- Nominal -- has no order
- Ordinal -- has order
One-Hot Encoding is encoding the categorical/qualitative data into numerical numbers.
Cardinality- the number of elements in the set
When One-Hot Encoding is performed, it is applied to all features are added into the categories within the variable. Therefore, if the number of categories are too many, it has high cardinality, and thus inappropriate for use.
!pip install category_encoders ## OneHotEncoder 가져오기
from category_encoders import OneHotEncoder
encoder = OneHotEncoder(use_cat_names = True)
X_train = encoder.fit_transform(X_train)
X_test = encoder.transform(X_test)
Feature Engineering is the process in which the programmer engineers a new feature that is best fit for use (for the given project).
- Dimension Reduction - can mean feature extraction in the short sense, and feature selection in the wider sense.
- Feature Selection - select feature best for use.
- Feature Extraction - not a mere selection, but rather creates a new feature by combination of certain features (ex. PCA).

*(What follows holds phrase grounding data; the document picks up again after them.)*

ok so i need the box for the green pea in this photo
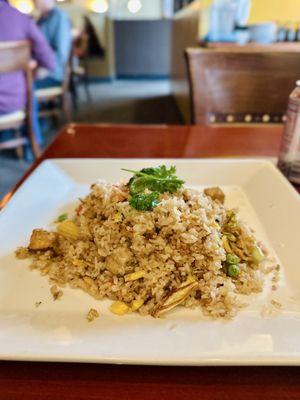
[226,253,240,265]
[227,264,239,278]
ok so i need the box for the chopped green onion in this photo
[226,253,240,265]
[57,213,68,223]
[227,210,236,222]
[223,232,236,242]
[252,245,264,264]
[227,264,239,278]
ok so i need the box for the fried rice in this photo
[16,181,269,319]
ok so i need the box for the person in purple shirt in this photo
[0,0,55,154]
[0,0,55,115]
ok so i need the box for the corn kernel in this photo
[124,270,146,282]
[57,220,79,240]
[222,235,231,253]
[131,299,144,311]
[72,259,85,268]
[110,301,129,315]
[113,212,122,222]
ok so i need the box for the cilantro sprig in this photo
[129,192,160,211]
[122,166,184,211]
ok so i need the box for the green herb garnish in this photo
[123,165,184,212]
[57,213,68,222]
[129,192,160,211]
[123,166,184,195]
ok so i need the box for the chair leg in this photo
[53,111,62,129]
[83,77,92,104]
[14,128,24,160]
[62,93,72,123]
[82,58,92,104]
[70,73,79,111]
[51,99,61,128]
[83,59,92,103]
[28,126,41,159]
[72,86,79,112]
[27,115,41,159]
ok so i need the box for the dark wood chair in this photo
[0,41,40,158]
[185,47,300,125]
[70,29,92,110]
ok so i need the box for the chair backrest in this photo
[0,41,31,74]
[0,41,34,136]
[185,48,300,125]
[0,41,32,112]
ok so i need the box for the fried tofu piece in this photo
[106,246,133,275]
[204,187,225,204]
[29,229,57,251]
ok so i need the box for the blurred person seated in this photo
[34,0,72,89]
[0,0,55,145]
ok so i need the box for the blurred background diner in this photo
[1,0,300,197]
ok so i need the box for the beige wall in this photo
[61,0,164,78]
[86,16,116,78]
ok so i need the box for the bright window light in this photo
[15,0,33,13]
[89,0,108,13]
[127,0,142,14]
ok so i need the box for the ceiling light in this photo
[127,0,142,14]
[90,0,108,13]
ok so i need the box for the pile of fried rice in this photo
[16,181,268,319]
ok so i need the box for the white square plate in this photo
[1,158,300,366]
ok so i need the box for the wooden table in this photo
[0,123,284,208]
[2,123,300,400]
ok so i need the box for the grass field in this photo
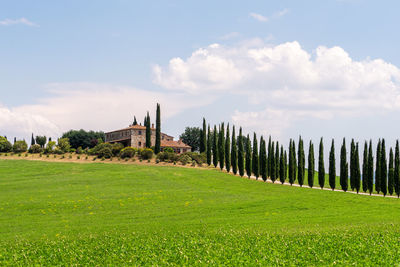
[1,159,400,265]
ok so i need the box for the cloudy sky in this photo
[1,0,400,150]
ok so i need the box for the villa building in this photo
[105,124,191,154]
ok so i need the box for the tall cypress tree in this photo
[362,141,368,192]
[225,125,231,173]
[388,147,394,196]
[245,134,252,178]
[395,140,400,198]
[354,143,361,193]
[375,139,381,193]
[267,136,272,178]
[284,150,288,183]
[275,141,280,182]
[340,138,348,192]
[212,125,218,168]
[145,112,151,148]
[368,140,374,195]
[155,104,161,154]
[350,139,355,191]
[329,139,336,190]
[297,137,305,187]
[381,139,387,196]
[288,140,294,185]
[308,141,315,188]
[260,137,267,181]
[218,123,225,171]
[292,140,297,184]
[31,133,35,146]
[318,137,325,189]
[252,133,259,179]
[279,146,285,184]
[231,126,238,175]
[271,142,276,182]
[207,125,212,165]
[200,118,207,153]
[238,128,245,177]
[133,116,138,125]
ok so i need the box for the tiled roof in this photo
[106,125,154,133]
[161,140,191,149]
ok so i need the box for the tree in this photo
[245,134,252,178]
[252,133,259,179]
[362,141,368,193]
[275,141,280,182]
[218,123,225,171]
[267,136,272,178]
[271,142,276,182]
[35,136,47,148]
[31,133,35,146]
[145,112,151,148]
[308,141,314,188]
[260,137,267,181]
[350,139,355,191]
[375,139,381,193]
[225,124,231,173]
[133,116,138,125]
[329,139,336,190]
[0,136,12,152]
[284,150,288,183]
[340,138,348,192]
[318,137,325,189]
[155,103,161,154]
[180,127,201,152]
[200,118,207,153]
[388,147,394,196]
[395,140,400,198]
[368,140,374,195]
[61,130,105,149]
[289,140,297,185]
[13,140,28,153]
[381,139,387,196]
[231,126,238,175]
[207,125,212,165]
[280,146,285,184]
[354,143,361,193]
[212,125,218,167]
[297,137,305,187]
[57,138,71,153]
[238,127,245,177]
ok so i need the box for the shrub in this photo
[44,141,56,154]
[97,147,113,159]
[112,143,124,156]
[179,152,206,165]
[156,151,178,163]
[92,143,112,155]
[53,147,64,155]
[0,136,12,152]
[179,154,192,165]
[69,148,76,153]
[163,147,174,153]
[13,140,28,153]
[76,147,83,154]
[120,147,136,159]
[140,148,153,160]
[28,144,43,154]
[57,138,71,153]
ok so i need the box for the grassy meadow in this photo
[1,159,400,265]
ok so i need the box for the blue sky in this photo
[1,0,400,151]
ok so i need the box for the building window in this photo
[138,141,142,147]
[177,148,181,153]
[138,131,142,135]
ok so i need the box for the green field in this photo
[1,159,400,265]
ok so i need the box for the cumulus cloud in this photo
[153,41,400,136]
[0,18,38,27]
[249,12,268,22]
[1,83,214,140]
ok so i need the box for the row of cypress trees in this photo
[201,118,400,197]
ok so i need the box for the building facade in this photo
[105,124,191,154]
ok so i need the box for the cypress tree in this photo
[381,139,387,196]
[368,140,374,195]
[340,138,348,192]
[308,141,314,188]
[207,125,212,165]
[31,133,35,146]
[284,150,288,183]
[218,123,225,171]
[238,128,245,177]
[252,133,259,179]
[231,126,238,175]
[375,139,381,193]
[271,142,276,182]
[288,140,294,185]
[275,141,280,182]
[212,125,218,168]
[280,146,285,184]
[354,143,361,193]
[267,136,272,178]
[245,134,252,178]
[388,147,394,196]
[145,112,151,148]
[155,104,161,154]
[318,137,325,189]
[395,140,400,198]
[200,118,207,153]
[350,139,355,190]
[260,137,267,181]
[133,116,137,125]
[329,139,336,190]
[292,140,297,184]
[225,125,231,173]
[13,137,16,144]
[362,141,368,192]
[297,137,305,187]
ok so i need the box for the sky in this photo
[1,0,400,152]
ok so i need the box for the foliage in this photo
[225,124,230,173]
[57,138,71,153]
[163,147,174,153]
[245,135,252,178]
[218,123,225,170]
[252,133,259,179]
[145,112,151,148]
[206,125,212,166]
[237,128,244,177]
[28,144,43,154]
[155,103,161,154]
[212,125,218,167]
[120,147,136,159]
[297,137,305,187]
[308,141,314,188]
[156,151,178,162]
[44,141,56,154]
[354,143,361,193]
[318,138,325,189]
[35,136,47,148]
[0,136,12,152]
[340,138,348,192]
[375,139,381,193]
[231,126,238,175]
[61,129,105,149]
[329,139,336,190]
[178,154,192,165]
[140,148,153,160]
[380,139,387,196]
[180,127,201,152]
[111,143,124,156]
[13,140,28,153]
[362,141,368,192]
[395,140,400,197]
[200,118,206,153]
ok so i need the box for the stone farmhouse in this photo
[105,124,191,154]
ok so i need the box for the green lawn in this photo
[1,160,399,265]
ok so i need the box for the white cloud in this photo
[249,12,268,22]
[153,41,400,137]
[0,18,38,27]
[249,9,289,23]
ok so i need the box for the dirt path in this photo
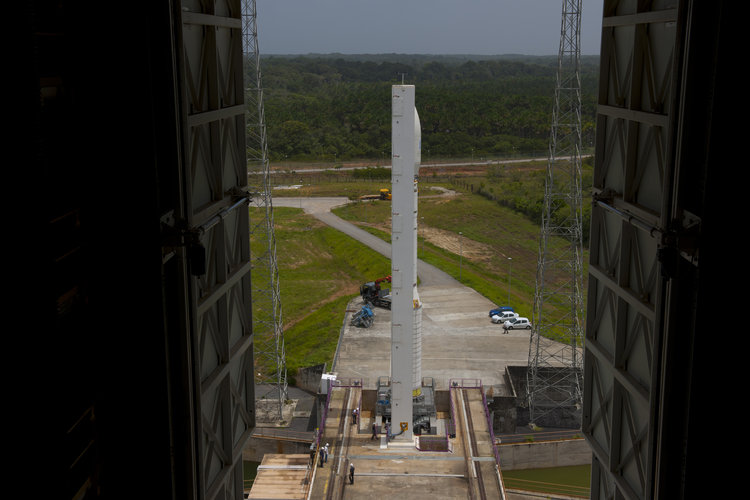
[354,187,497,265]
[361,219,495,265]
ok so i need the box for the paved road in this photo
[271,196,459,287]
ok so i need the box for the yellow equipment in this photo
[359,188,392,201]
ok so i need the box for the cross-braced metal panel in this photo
[527,0,586,428]
[178,2,255,499]
[242,0,288,413]
[584,1,683,498]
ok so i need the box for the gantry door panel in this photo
[176,2,254,499]
[584,1,684,498]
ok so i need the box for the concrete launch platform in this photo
[336,284,532,394]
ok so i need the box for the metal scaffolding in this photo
[242,0,288,418]
[527,0,585,427]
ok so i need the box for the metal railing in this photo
[448,379,501,466]
[316,378,363,448]
[251,427,315,442]
[331,377,364,388]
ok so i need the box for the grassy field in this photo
[332,181,547,317]
[255,160,590,380]
[251,206,391,381]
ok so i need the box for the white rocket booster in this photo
[390,85,422,439]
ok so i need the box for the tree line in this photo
[253,54,599,162]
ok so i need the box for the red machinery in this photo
[359,275,392,309]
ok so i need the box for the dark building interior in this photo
[21,3,189,499]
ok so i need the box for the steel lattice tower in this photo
[242,0,288,417]
[526,0,585,427]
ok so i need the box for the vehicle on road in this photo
[503,317,532,330]
[358,188,391,201]
[489,305,514,317]
[491,311,519,323]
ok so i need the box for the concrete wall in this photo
[434,389,450,413]
[362,389,377,412]
[498,439,592,471]
[488,395,517,434]
[505,365,582,428]
[296,363,326,395]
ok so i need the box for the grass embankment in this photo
[502,464,591,497]
[334,186,544,317]
[251,206,390,381]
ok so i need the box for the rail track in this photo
[453,387,503,499]
[320,387,358,500]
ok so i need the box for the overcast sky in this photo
[257,0,604,56]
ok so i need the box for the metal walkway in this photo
[305,383,505,499]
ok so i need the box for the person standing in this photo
[323,443,329,463]
[319,447,325,467]
[371,422,378,440]
[352,407,358,425]
[349,462,355,484]
[384,423,390,443]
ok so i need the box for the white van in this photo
[491,310,519,323]
[503,317,532,330]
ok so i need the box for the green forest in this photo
[254,54,599,162]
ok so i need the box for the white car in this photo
[491,311,519,323]
[503,317,532,330]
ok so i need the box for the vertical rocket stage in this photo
[389,85,423,440]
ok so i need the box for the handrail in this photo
[316,379,363,448]
[332,377,363,387]
[479,381,502,466]
[449,378,482,388]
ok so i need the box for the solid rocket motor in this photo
[389,85,422,440]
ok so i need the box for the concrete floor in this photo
[336,286,532,394]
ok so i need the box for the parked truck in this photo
[358,188,391,201]
[360,275,392,309]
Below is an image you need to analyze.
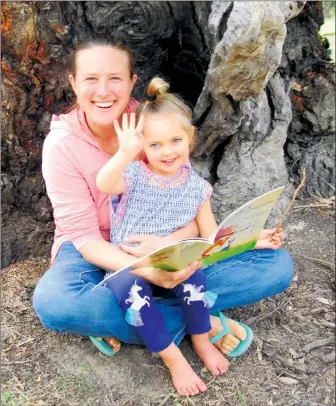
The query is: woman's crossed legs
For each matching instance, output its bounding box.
[33,242,293,358]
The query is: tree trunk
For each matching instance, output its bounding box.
[1,1,334,267]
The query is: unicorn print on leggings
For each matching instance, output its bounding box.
[183,284,217,309]
[125,280,150,326]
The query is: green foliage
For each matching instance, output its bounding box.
[237,389,245,404]
[1,392,28,406]
[323,1,335,19]
[58,369,93,395]
[321,2,336,61]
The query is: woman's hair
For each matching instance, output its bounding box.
[137,77,196,148]
[71,33,136,79]
[66,34,136,113]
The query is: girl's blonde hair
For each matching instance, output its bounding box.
[137,78,196,149]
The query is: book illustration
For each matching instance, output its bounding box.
[93,186,284,290]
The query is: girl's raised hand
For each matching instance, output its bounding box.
[114,113,145,158]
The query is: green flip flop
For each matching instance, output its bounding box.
[89,336,116,356]
[210,311,253,358]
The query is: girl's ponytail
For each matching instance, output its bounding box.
[137,77,196,149]
[147,77,169,101]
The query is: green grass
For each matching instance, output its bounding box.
[320,17,335,61]
[237,389,245,404]
[1,392,28,406]
[237,389,253,406]
[57,370,93,397]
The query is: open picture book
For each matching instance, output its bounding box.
[94,186,284,289]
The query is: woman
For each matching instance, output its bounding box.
[33,34,293,361]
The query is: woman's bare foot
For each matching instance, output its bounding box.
[103,337,121,352]
[159,343,207,396]
[209,315,247,355]
[192,334,230,376]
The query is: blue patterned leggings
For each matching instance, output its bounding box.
[105,269,217,352]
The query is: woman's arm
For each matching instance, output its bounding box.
[195,199,217,239]
[42,138,136,271]
[79,238,137,270]
[119,219,200,257]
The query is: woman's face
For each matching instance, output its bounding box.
[69,45,137,129]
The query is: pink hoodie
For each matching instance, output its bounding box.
[42,100,137,264]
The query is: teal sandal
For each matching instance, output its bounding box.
[89,336,116,356]
[210,311,253,357]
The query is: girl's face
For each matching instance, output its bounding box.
[142,113,193,177]
[69,45,137,130]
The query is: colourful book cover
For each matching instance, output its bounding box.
[94,186,284,289]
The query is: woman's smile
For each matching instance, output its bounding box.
[93,101,115,108]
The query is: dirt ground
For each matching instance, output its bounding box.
[1,198,335,406]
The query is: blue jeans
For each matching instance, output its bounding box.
[33,242,293,346]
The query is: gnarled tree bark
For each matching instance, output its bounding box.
[1,1,335,267]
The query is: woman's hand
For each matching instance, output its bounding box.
[131,261,200,289]
[255,228,283,250]
[119,234,170,258]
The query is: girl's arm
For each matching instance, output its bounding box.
[195,199,217,239]
[96,151,128,195]
[166,219,200,242]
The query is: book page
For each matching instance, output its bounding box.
[200,187,285,267]
[93,239,213,289]
[133,240,213,272]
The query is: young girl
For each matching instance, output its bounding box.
[96,78,231,396]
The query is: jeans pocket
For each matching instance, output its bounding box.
[78,268,106,285]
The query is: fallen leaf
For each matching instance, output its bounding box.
[253,335,263,348]
[324,313,335,321]
[291,82,302,91]
[315,197,335,206]
[315,297,333,306]
[289,348,299,359]
[279,377,299,385]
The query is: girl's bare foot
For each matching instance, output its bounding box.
[159,343,207,396]
[209,315,246,355]
[103,336,121,352]
[192,334,229,376]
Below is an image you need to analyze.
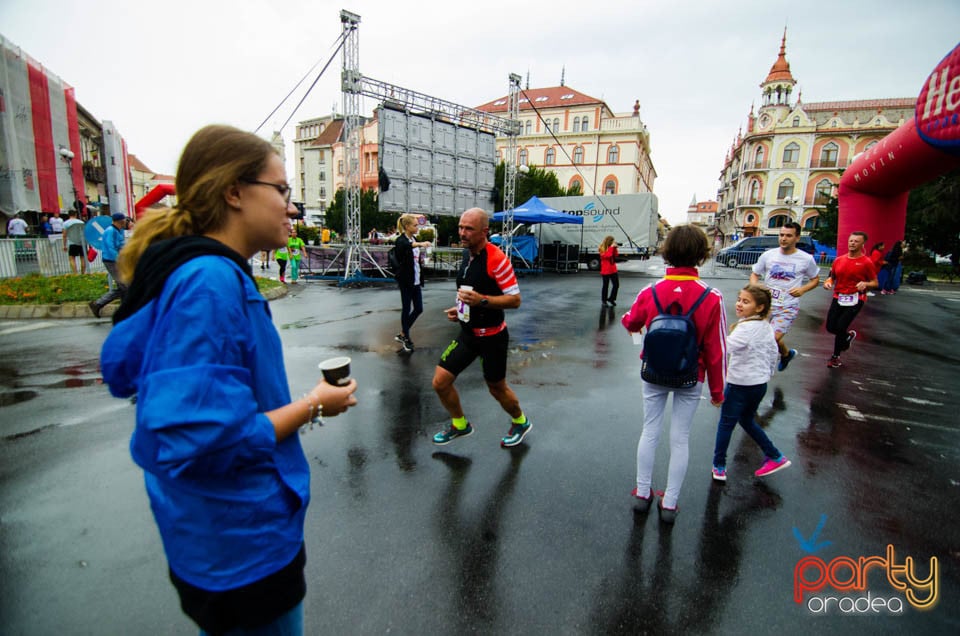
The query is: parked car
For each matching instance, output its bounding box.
[716,235,816,268]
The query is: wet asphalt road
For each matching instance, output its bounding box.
[1,259,959,635]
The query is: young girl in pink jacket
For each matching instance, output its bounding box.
[622,225,727,523]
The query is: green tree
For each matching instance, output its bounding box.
[492,162,577,211]
[326,188,394,237]
[810,193,838,247]
[905,167,960,265]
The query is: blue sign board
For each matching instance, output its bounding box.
[84,216,114,251]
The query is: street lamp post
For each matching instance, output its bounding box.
[58,147,79,208]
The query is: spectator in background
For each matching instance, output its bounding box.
[49,213,64,235]
[869,242,886,295]
[599,235,620,307]
[880,241,903,295]
[39,214,53,237]
[7,213,28,236]
[393,214,430,353]
[89,213,129,317]
[286,227,306,284]
[62,210,87,274]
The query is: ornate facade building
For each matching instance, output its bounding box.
[476,84,656,196]
[293,113,378,224]
[715,33,913,245]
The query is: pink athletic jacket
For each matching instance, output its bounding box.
[621,267,728,403]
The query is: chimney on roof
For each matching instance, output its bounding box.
[525,71,530,90]
[633,100,640,116]
[560,66,565,87]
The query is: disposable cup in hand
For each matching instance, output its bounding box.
[319,357,351,386]
[631,332,643,345]
[457,285,473,322]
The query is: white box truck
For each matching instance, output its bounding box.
[534,194,660,270]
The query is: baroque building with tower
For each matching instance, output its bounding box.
[715,32,914,246]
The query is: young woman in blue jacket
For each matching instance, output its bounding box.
[100,125,358,635]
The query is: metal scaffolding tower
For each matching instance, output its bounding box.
[499,73,522,265]
[339,10,364,280]
[339,10,520,283]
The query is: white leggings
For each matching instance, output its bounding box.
[636,381,703,509]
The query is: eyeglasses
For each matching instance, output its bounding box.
[241,179,292,205]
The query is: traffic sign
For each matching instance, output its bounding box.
[85,216,114,251]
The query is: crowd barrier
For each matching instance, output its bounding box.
[0,237,106,278]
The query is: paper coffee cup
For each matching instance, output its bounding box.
[319,356,351,386]
[457,285,473,322]
[631,332,643,345]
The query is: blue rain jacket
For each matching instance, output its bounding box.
[101,255,309,591]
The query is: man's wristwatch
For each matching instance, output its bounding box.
[480,296,489,306]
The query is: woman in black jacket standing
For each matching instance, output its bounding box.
[394,213,431,352]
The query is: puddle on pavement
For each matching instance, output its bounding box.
[0,360,102,406]
[0,389,39,407]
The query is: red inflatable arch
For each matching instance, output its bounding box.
[134,183,176,218]
[838,42,960,251]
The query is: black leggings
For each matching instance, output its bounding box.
[602,273,619,303]
[825,299,863,356]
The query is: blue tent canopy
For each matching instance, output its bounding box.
[492,196,583,225]
[491,196,583,271]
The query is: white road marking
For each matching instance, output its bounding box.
[866,413,959,433]
[0,321,59,336]
[838,403,866,421]
[902,396,945,406]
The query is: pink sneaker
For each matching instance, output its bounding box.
[755,456,791,477]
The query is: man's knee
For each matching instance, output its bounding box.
[432,367,455,393]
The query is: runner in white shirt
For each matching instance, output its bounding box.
[750,222,820,371]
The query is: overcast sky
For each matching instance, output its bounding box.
[2,0,958,223]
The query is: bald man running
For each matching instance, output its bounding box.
[431,208,531,448]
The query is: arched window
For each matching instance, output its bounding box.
[803,215,820,230]
[553,118,560,133]
[545,147,555,165]
[814,179,833,204]
[865,141,878,152]
[820,142,838,167]
[768,214,789,229]
[749,180,761,204]
[604,179,617,195]
[573,146,583,164]
[777,178,795,201]
[754,146,765,168]
[518,149,527,166]
[524,120,532,135]
[543,120,550,134]
[607,145,619,164]
[782,142,800,165]
[581,116,588,131]
[569,177,582,194]
[573,116,580,130]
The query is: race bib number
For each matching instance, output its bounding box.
[291,249,301,256]
[771,288,784,302]
[277,247,288,256]
[837,293,858,307]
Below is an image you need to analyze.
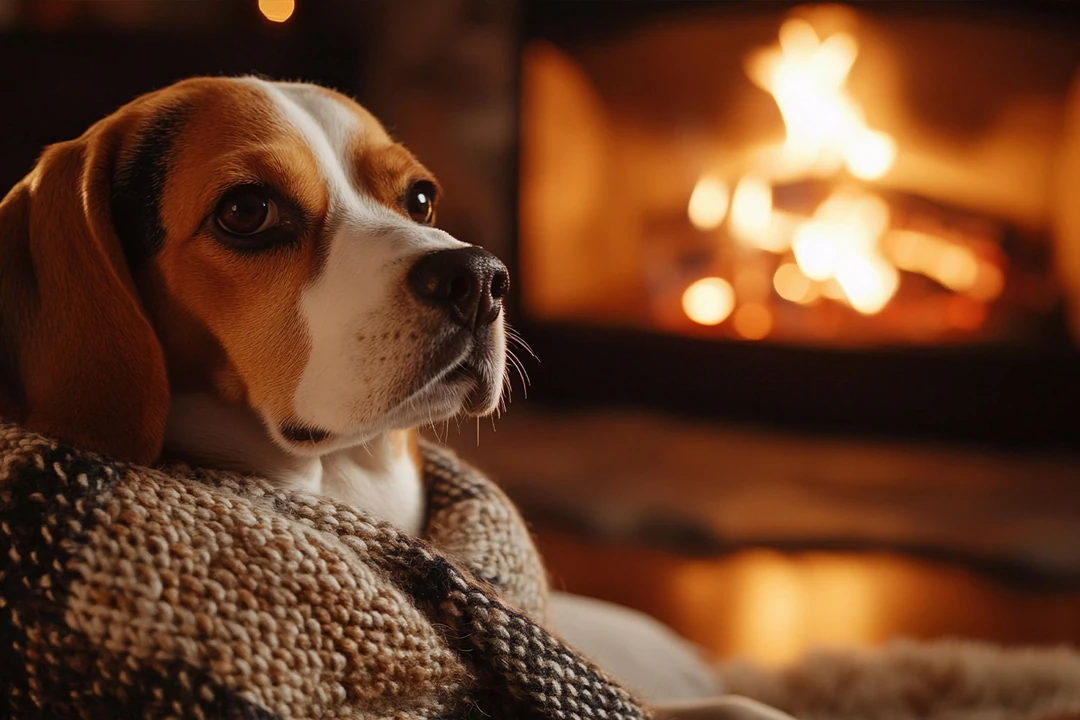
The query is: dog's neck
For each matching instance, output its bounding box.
[164,393,426,534]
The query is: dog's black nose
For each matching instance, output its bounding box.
[408,247,509,330]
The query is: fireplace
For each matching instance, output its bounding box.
[515,1,1080,449]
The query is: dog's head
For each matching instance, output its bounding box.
[0,77,508,465]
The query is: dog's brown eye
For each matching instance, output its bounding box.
[216,187,279,236]
[404,180,436,225]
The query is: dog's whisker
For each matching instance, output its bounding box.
[504,354,529,402]
[428,402,444,443]
[499,371,513,410]
[506,350,530,397]
[507,334,534,357]
[505,325,538,361]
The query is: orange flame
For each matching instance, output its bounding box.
[746,19,896,180]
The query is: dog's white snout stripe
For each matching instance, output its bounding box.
[254,78,481,436]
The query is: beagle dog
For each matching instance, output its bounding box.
[0,76,793,720]
[0,76,506,535]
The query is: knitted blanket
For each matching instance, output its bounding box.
[0,422,650,719]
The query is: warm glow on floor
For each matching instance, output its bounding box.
[682,277,736,325]
[538,533,1080,667]
[732,557,805,664]
[696,551,878,666]
[259,0,295,23]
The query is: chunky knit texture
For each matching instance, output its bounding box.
[0,422,650,719]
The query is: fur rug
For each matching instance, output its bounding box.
[721,639,1080,720]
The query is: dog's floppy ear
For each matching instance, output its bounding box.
[0,118,170,465]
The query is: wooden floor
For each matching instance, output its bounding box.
[434,407,1080,664]
[536,531,1080,666]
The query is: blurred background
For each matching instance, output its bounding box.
[2,0,1080,666]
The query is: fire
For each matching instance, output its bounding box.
[729,177,780,251]
[884,230,993,297]
[734,304,774,340]
[746,18,896,180]
[968,264,1004,302]
[846,130,898,182]
[682,277,736,326]
[730,176,772,243]
[258,0,295,23]
[835,254,900,315]
[688,176,730,230]
[773,263,818,304]
[680,12,1002,331]
[791,191,898,314]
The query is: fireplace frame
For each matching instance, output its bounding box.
[509,0,1080,452]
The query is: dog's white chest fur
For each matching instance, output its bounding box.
[166,394,425,534]
[302,445,425,534]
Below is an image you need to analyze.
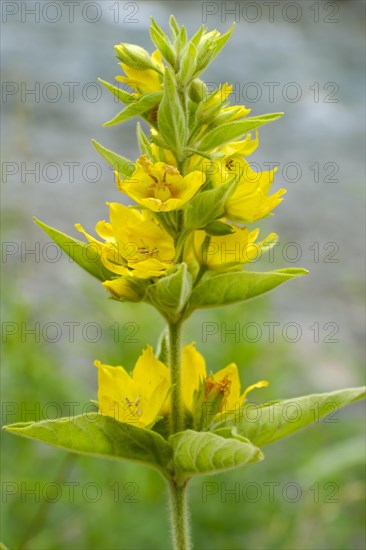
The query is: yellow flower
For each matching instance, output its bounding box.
[76,202,175,279]
[181,343,268,415]
[192,226,278,270]
[96,346,169,427]
[115,50,164,95]
[96,343,267,428]
[217,130,259,158]
[213,158,286,223]
[116,156,206,212]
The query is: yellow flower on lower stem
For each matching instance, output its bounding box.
[96,346,169,428]
[213,157,286,223]
[116,156,206,212]
[180,344,268,415]
[96,343,267,428]
[192,225,278,271]
[76,202,175,279]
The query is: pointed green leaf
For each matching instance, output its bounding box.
[145,263,192,323]
[185,178,237,231]
[198,113,284,152]
[150,18,176,68]
[169,430,263,481]
[157,69,187,158]
[104,92,163,127]
[174,25,187,53]
[212,23,236,56]
[190,25,205,48]
[195,24,235,75]
[169,15,180,41]
[98,78,137,104]
[156,327,169,364]
[3,414,172,473]
[185,268,308,315]
[217,387,366,447]
[204,220,234,236]
[92,139,135,177]
[34,218,115,282]
[179,42,197,85]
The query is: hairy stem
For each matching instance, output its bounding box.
[168,480,191,550]
[169,321,184,434]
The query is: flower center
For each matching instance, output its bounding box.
[137,240,160,260]
[140,157,180,203]
[148,174,172,202]
[125,396,142,418]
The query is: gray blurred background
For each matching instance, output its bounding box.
[2,1,365,549]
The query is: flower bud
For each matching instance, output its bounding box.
[188,79,207,103]
[114,43,156,70]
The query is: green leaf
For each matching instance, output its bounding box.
[34,218,115,282]
[179,42,197,85]
[169,15,180,41]
[217,387,366,447]
[150,18,176,68]
[190,25,205,48]
[211,23,236,58]
[92,139,135,177]
[145,263,192,323]
[169,430,263,481]
[198,113,284,151]
[156,327,169,365]
[157,69,187,158]
[3,414,172,473]
[194,24,235,76]
[185,179,237,231]
[203,220,234,236]
[185,268,308,315]
[174,25,187,53]
[98,78,137,104]
[104,92,163,127]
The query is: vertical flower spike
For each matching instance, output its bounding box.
[18,20,318,550]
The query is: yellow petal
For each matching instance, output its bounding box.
[241,380,269,403]
[95,360,136,424]
[181,343,207,411]
[133,346,169,396]
[214,363,241,411]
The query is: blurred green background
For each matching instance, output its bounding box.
[1,1,365,549]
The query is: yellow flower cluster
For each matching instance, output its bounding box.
[77,148,284,298]
[96,344,267,428]
[76,32,287,306]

- Scaling - Transforming the parameters in order to reveal the correlation/relationship between variables (ex. applying the square root to the entire value)
- Transformation - Utilizing the characteristics of existing variables to create different variables.
- Binning - Transforming continuous variables into categorical variables.
- Dummy - Transforming categorical variables into continuous variables.